So I do take offence when I hear the opposition condemning us for actually acting, and I also take offence when I find out that Animals Australia and the RSPCA, as I said yesterday, had held those images for at least one month before the images were aired on the Four Corners program; they gave them to Senator Coonan. Through you, Mr Deputy President, I do not condemn Senator Coonan. Senator Coonan is a very decent person, and she would have been alarmed at those images. But when I find out that those animal representative bodies, who I have supported—the RSPCA in particular, who were always welcome in my office until now—held those images so they could build up, in their words as reported by Colin Bettles, political ammunition and political angst, they should stand condemned too. The truth of the matter is that those people are not honourable. Those people do not care about our northern pastoral industry. They do not care about our Aboriginal pastoralists. They do not care about those Aboriginal boys with dreams in their eyes of following their grandfathers' footsteps to become stockmen. If those groups had their way, those Aboriginal people would live under a tree peacefully and we would not have to put up with them. So they stand condemned in my view.
We will get this industry up and running. It is up and running. We have a system now that we did not have before. Quite rightly, I do not believe one Australian could sit back and condone the practices that were seen on that footage shot in Indonesia in those abattoirs. It made me feel sick. But I want to also stress this, Mr Acting Deputy President—sorry, Mr Deputy President. I am so glad of your promotion; I really am. It is coming through my head, because you and I came into the Senate at the same time and, again, I am so proud of that. Unfortunately, there is no other alternative for our northern pastoral industry. There are all these myths around that we could go back to the good old days and open the abattoirs again in Port Hedland, in Broome, in Derby, in Wyndham and in Kununurra. I say this clearly: I would much rather see a boxed meat market.
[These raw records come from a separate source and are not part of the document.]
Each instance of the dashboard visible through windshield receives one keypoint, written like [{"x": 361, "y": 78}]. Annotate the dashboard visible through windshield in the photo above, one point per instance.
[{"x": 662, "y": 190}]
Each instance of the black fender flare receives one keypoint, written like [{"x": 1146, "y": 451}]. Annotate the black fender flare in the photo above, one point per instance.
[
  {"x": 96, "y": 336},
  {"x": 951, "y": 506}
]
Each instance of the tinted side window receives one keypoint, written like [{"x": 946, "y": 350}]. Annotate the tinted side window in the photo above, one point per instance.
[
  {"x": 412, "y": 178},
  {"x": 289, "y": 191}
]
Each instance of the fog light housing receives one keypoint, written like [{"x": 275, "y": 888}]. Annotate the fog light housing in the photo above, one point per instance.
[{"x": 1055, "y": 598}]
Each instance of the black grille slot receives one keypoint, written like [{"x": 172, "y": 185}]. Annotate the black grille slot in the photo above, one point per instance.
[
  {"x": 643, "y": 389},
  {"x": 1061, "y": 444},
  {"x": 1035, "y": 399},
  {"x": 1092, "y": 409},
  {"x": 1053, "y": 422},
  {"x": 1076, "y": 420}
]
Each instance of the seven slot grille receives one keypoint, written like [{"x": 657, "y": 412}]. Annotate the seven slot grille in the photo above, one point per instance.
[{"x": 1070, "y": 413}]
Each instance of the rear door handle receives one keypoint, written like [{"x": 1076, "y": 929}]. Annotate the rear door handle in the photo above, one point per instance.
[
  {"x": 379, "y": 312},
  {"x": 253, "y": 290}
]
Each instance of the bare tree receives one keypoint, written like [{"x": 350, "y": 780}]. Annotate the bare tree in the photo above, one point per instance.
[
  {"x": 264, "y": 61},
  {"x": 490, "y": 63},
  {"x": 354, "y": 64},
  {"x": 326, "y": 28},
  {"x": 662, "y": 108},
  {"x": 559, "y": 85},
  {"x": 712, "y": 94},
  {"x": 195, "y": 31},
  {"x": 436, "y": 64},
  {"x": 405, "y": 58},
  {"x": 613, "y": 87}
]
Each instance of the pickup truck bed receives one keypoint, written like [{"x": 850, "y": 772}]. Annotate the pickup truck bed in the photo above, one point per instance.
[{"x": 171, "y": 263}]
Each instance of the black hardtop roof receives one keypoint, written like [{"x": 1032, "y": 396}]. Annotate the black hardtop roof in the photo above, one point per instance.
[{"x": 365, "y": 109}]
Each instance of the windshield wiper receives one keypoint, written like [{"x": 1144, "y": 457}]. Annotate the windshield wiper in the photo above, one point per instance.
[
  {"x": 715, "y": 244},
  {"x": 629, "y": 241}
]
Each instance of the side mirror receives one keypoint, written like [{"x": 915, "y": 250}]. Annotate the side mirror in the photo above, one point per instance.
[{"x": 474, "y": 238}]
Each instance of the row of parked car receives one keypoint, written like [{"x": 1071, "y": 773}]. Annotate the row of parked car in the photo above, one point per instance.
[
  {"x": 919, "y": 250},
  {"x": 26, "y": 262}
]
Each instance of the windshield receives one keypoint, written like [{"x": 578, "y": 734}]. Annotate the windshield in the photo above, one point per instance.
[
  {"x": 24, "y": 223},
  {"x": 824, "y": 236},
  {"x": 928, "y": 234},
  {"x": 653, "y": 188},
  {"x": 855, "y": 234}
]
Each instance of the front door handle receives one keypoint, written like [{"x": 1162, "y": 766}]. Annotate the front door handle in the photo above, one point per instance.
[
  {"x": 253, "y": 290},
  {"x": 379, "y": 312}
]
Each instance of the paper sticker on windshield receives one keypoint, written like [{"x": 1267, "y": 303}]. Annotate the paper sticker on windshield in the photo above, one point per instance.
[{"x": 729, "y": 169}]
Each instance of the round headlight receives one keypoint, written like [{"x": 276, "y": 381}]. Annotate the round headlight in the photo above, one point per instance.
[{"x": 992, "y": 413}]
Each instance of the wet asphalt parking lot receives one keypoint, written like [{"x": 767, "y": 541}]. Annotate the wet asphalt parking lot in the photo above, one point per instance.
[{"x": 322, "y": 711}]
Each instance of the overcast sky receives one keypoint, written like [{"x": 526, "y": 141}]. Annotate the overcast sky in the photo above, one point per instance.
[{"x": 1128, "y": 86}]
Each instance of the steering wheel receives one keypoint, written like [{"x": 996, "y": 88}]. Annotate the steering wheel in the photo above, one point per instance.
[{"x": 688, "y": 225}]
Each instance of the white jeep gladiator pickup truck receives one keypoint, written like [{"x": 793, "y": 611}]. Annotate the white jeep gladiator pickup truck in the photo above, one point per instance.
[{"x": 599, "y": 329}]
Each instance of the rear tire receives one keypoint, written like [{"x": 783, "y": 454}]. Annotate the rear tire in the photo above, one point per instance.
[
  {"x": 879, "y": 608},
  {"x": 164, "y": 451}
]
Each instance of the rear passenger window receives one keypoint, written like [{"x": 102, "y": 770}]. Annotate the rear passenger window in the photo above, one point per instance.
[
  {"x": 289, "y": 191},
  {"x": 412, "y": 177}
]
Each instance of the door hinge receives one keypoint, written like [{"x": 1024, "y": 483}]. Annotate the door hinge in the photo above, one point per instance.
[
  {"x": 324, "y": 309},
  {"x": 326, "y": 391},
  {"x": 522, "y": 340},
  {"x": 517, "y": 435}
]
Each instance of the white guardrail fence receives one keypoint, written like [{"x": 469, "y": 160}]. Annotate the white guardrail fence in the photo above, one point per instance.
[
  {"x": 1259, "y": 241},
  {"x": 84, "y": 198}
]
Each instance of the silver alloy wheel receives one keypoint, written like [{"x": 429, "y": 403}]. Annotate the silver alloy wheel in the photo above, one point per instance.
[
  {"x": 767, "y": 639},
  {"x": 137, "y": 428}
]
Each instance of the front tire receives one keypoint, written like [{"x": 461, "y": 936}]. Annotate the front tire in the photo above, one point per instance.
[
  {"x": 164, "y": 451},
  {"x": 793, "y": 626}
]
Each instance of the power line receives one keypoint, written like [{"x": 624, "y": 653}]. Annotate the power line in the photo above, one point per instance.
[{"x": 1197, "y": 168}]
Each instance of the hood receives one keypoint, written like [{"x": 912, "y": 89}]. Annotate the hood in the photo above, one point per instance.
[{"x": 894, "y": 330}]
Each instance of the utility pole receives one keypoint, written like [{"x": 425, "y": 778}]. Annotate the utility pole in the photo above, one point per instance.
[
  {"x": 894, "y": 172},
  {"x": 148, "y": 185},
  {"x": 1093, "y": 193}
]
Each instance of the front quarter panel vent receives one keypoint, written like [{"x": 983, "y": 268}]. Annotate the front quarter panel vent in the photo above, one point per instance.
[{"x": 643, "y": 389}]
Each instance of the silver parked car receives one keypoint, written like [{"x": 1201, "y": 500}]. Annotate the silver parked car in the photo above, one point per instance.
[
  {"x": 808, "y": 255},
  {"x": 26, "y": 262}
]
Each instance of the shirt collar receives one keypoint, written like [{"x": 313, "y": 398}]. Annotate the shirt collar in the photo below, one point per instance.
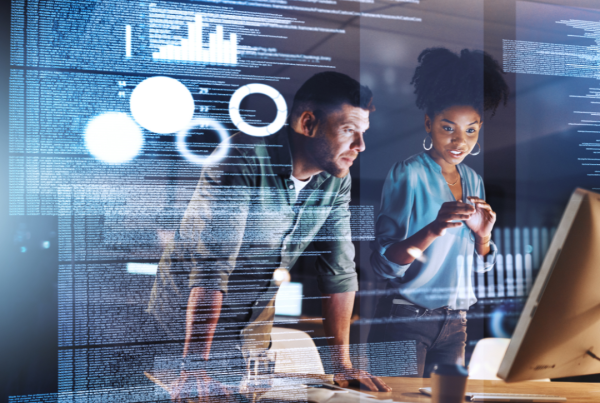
[{"x": 427, "y": 160}]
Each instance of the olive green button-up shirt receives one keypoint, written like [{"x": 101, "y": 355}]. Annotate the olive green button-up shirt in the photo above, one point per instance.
[{"x": 243, "y": 222}]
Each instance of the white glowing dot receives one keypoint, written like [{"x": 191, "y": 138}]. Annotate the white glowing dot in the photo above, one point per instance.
[
  {"x": 162, "y": 105},
  {"x": 281, "y": 275},
  {"x": 114, "y": 138}
]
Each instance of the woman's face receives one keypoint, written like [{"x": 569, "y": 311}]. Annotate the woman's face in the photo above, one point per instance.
[{"x": 454, "y": 133}]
I would much rather see Australian abattoirs employing Australians—Australian jobs. I could not think of anything better. There is no market for that. There is no demand for a frozen meat market to Indonesia. We are talking about some 2,000-odd islands out there. We are talking about abattoirs—wet abattoirs—that do not even have access to electricity, so they do not have freezers. They do not have Coles and Woolworths on every corner where they can walk in and buy their cuts. Unfortunately for us, that is our market. But it is our responsibility to put in a decent system of accountability, traceability and auditing, and that is what the minister has done.
I want to congratulate the minister. It has been a horrific time for him. It has been a horrific time for our producers, our truckies, our stockmen and our rural businesses that rely on the northern live export trade—our truck owners, our tyre fitters, our electricians, the mechanics and everyone who services those industries in the Top End of Australia. Without that industry—well, I do not even want to go there. So the minister must stand congratulated. It is in the best interests of Australians. The opposition should be standing alongside us. The opposition should be working with us and should congratulate us. We should congratulate the industry for taking that step forward, and we should congratulate people like Mr Paul Holmes a Court—I think it is Paul, but I am sorry if it is not; it might be Peter—who has said clearly to his clients that not one of his cattle will go to an abattoir unless it is stunned. He has made that decision, and I urge all Australian cattle producers to follow his lead.